On s’étonne à bon droit de voir les grands propriétaires anglais à la tête de cette pensée de réforme. Ils ont entre leurs mains des moyens bien plus sûrs, bien plus efficaces, pour diminuer les souffrances des pauvres ouvriers : qu’ils laissent entrer le pain à bon marché. Et ce ne seraient pas quelques milliers de femmes et d’enfants seulement qui alors se trouveraient soulagés, ce serait la masse des travailleurs tout entière.

Mais ce remède, on le comprend, coûterait quelque chose aux philanthropes : ils aiment mieux se montrer généreux sans bourse délier.

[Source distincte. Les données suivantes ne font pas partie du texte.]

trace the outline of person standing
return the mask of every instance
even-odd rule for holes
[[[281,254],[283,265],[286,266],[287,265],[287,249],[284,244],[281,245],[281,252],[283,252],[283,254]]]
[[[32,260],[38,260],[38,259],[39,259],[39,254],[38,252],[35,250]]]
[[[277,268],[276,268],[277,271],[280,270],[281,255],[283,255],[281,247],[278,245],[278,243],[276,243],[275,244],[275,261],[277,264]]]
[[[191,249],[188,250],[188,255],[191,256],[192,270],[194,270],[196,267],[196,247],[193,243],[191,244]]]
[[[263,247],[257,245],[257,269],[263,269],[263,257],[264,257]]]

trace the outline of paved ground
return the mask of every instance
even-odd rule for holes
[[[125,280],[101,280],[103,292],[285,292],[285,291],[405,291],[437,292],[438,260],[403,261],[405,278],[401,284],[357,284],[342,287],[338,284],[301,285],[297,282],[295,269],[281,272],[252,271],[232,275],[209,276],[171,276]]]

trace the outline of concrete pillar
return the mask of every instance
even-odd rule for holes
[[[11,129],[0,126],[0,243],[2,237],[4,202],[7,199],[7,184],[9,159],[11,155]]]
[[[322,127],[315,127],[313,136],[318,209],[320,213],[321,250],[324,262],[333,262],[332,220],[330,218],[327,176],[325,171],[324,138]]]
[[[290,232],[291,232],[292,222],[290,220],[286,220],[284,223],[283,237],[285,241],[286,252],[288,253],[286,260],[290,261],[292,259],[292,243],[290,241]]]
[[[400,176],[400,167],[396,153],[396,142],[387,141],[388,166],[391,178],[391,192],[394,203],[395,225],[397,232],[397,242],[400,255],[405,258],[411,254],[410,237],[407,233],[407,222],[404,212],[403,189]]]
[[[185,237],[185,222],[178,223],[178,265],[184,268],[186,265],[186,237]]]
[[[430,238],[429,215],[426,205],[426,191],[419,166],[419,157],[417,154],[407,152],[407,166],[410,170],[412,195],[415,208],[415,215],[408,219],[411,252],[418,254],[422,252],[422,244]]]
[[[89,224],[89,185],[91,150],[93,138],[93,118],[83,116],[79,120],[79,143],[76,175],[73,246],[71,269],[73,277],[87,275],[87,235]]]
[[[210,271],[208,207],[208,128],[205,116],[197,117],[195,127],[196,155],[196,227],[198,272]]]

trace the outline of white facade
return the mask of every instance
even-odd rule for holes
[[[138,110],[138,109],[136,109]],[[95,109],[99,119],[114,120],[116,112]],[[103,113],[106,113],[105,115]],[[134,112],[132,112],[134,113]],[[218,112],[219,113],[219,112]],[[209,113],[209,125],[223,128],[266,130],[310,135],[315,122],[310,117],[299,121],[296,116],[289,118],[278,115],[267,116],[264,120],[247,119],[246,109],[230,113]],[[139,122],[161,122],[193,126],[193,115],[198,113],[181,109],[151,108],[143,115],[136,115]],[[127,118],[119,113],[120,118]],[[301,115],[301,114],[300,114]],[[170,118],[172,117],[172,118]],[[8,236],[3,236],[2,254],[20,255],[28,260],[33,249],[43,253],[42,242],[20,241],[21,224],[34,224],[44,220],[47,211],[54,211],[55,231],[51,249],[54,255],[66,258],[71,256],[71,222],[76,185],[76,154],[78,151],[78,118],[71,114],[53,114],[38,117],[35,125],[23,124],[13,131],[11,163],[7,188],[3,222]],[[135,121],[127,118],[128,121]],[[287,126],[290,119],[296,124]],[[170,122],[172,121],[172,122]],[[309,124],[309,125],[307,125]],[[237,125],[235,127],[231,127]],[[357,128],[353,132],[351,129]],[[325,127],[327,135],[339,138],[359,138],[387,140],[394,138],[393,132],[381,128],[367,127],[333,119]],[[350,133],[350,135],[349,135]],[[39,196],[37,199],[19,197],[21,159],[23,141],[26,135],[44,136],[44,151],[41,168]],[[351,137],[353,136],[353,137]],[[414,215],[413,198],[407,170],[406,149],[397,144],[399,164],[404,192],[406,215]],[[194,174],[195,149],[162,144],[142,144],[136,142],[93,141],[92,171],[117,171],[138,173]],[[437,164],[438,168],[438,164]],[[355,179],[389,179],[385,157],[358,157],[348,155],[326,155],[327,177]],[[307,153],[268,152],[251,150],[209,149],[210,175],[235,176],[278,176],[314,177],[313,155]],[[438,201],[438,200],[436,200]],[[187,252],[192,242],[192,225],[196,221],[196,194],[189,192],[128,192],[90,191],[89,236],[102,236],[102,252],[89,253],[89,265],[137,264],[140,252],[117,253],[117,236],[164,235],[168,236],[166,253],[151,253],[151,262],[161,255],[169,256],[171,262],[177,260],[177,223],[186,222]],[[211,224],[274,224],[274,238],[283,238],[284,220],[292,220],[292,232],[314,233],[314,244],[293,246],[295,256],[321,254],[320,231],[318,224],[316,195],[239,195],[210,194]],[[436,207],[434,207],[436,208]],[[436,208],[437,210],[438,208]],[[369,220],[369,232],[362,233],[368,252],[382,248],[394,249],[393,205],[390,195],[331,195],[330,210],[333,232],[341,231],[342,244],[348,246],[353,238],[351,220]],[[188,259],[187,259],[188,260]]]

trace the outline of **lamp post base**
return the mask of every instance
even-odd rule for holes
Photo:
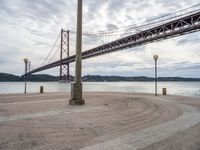
[[[71,99],[70,105],[84,105],[85,100],[82,98],[82,83],[71,84]]]

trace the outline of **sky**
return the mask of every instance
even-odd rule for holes
[[[83,0],[83,32],[121,28],[175,12],[199,0]],[[42,64],[61,28],[76,29],[77,1],[0,0],[0,72],[22,75],[24,58]],[[200,77],[200,33],[83,60],[83,75]],[[84,45],[83,45],[84,47]],[[70,49],[74,54],[74,49]],[[59,58],[59,53],[53,60]],[[40,73],[58,75],[58,68]],[[70,64],[74,75],[74,63]]]

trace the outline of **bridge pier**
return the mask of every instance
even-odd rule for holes
[[[69,58],[69,30],[61,29],[60,75],[59,82],[70,82],[69,63],[63,64],[63,58]]]
[[[76,72],[75,83],[71,84],[70,105],[83,105],[85,100],[82,98],[82,0],[78,0],[77,13],[77,33],[76,33]]]

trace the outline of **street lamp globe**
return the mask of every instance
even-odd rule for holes
[[[24,58],[24,62],[25,62],[25,63],[28,63],[28,58]]]
[[[158,60],[158,58],[159,58],[159,56],[158,56],[158,55],[154,55],[154,56],[153,56],[153,59],[154,59],[155,61],[157,61],[157,60]]]

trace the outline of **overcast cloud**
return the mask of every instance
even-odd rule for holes
[[[199,0],[83,0],[83,31],[111,30],[137,24],[198,4]],[[76,1],[0,0],[0,72],[21,75],[23,58],[38,67],[61,28],[75,30]],[[83,61],[83,74],[200,77],[200,33],[184,35]],[[71,49],[74,54],[74,49]],[[114,58],[114,59],[113,59]],[[58,59],[57,57],[54,60]],[[74,74],[74,64],[71,64]],[[42,73],[57,75],[58,69]]]

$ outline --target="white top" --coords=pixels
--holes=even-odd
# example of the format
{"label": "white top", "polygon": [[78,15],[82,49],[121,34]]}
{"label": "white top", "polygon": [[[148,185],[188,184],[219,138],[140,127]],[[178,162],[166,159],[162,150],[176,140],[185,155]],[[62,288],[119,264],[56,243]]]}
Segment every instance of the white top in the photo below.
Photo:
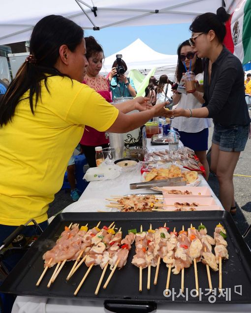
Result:
{"label": "white top", "polygon": [[166,88],[167,84],[165,84],[164,85],[164,88],[163,89],[163,91],[162,92],[158,92],[157,93],[157,99],[160,101],[160,102],[164,102],[165,101],[167,101],[169,98],[171,98],[172,96],[173,95],[173,93],[172,92],[172,86],[171,84],[168,84],[168,87],[167,88],[167,93],[166,94],[166,97],[165,98],[165,89]]}
{"label": "white top", "polygon": [[[196,76],[198,81],[203,81],[203,73]],[[191,94],[181,94],[181,99],[177,106],[177,109],[198,109],[201,108],[202,104]],[[197,118],[190,117],[187,118],[184,116],[175,117],[172,121],[172,126],[182,132],[186,133],[198,133],[205,128],[211,126],[210,118]]]}

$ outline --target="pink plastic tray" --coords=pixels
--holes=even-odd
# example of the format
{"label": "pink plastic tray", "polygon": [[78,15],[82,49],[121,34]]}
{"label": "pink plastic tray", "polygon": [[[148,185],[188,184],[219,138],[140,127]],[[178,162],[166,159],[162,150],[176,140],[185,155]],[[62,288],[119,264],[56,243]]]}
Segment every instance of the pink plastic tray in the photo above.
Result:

Dans toutes ces tentatives de réforme, nous avons été frappé de voir que ce ne sont jamais que les ouvriers des grandes usines pour lesquels on demande la protection des lois ; or, ce n’est pas là que sont les plus grandes misères, et dans les ateliers appelés de famille il existe souvent une barbarie mille fois plus répréhensible. Il est telle industrie, au milieu de Paris et de Londres, sur laquelle la police n’a aucune action, et où les enfants et les femmes sont bien plus maltraités que dans les grandes usines. Là, dix-huit heures de travail, des coups pour récompense, une nourriture insuffisante, sont le lot ordinaire de jeunes apprentis que la loi de police devrait protéger. On a créé des sociétés pour la protection des jeunes voleurs : ces sociétés devraient chercher à étendre leur action sur les jeunes travailleurs encore honnêtes.

La liste du prix de fabrication de certains objets donne une idée du salaire que, dans Paris même, une jeune ouvrière peut recevoir ; c’est surtout pour les ouvrières en linge que ce salaire est insuffisant. Il faut travailler vingt heures pour gagner 80 cent, à 4 fr., et cela quand l’ouvrage est abondant ! À Paris, les prisons font aux pauvres ouvrières honnêtes une concurrence ruineuse. Saint-Lazare contient mille ouvrières nourries et logées, et dont le travail est à bas prix.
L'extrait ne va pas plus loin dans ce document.